次はカルチャーを軸とした新たな体験価値を生み出す取り組みについてです。当社はカルチュア・コンビニエンス・クラブ社と昨年5月にまちづくり協定を締結し、広域渋谷圏各地でのイベント開催などを通じて街の賑わい創出、コミュニティ形成、エリアブランディング活動を行ってきました。本施設においては渋谷エリア最大級の書店「TSUTAYA BOOKSTORE」や、訪れた人に新しい発想を提供する場となる「SHARE LOUNGE」に加え、アートの社会実装を試みる場「re-search」を通じて、カルチャーを育み賑わいを創出していきます。また、カルチュア・コンビニエンス・クラブが当施設に食をベースとした地域応援、生産者支援を行う「CHEEAT TOKYO(チート トウキョウ)」もオープンします。
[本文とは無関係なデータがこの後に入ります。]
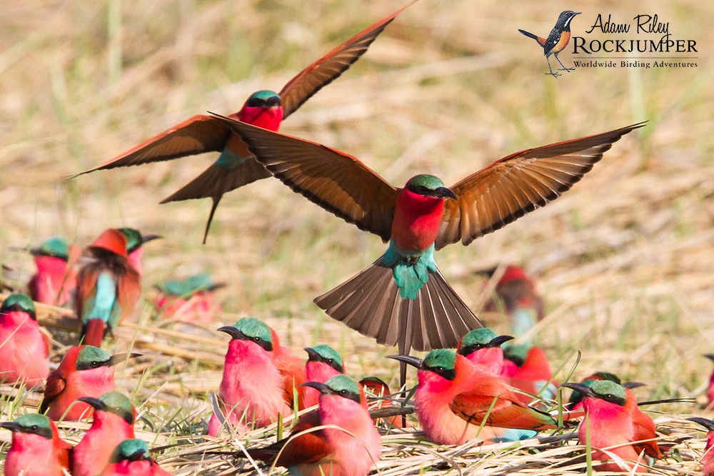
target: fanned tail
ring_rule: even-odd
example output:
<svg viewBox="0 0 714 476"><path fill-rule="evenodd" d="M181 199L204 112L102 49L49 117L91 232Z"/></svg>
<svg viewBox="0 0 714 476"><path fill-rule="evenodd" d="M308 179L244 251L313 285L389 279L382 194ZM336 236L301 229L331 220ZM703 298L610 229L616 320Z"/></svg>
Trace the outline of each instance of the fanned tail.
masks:
<svg viewBox="0 0 714 476"><path fill-rule="evenodd" d="M206 223L206 231L203 233L203 243L205 243L206 238L208 236L208 230L211 228L211 223L213 219L213 214L223 193L269 176L271 176L270 172L252 156L233 169L213 163L173 195L161 201L161 203L168 203L194 198L212 198L211 213Z"/></svg>
<svg viewBox="0 0 714 476"><path fill-rule="evenodd" d="M377 343L398 345L403 355L413 348L455 348L464 334L483 327L438 270L429 271L416 299L406 299L399 295L392 268L381 259L314 303L333 319ZM405 367L400 378L403 385Z"/></svg>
ゲームクリエイターを支援する取り組みについては、渋谷から世界に向けたゲームコンテンツの発信を目指し、インディゲームクリエイターとその作品を応援する新たなプロジェクト「GAME CREATOR FINDING」を立ち上げます。日本最大級のインディゲームの祭典「BitSummit」の主催者でもあるSkeleton Crew Studioと協業し、代表の村上雅彦氏を中心として404 Not Foundを舞台に作品の紹介、体験会の実施、技術交流の機会提供等を行ってまいります。まさに遊ぶを象徴する一大コンテンツとしてのゲームをフックに、カルチャーを育む賑わいの街を本施設から実現いたします。

このように働く・遊ぶ・暮らす、すべてのシーンを通じて人々の新たなライフスタイルを、ここ渋谷サクラステージから生み出していきたいと考えています。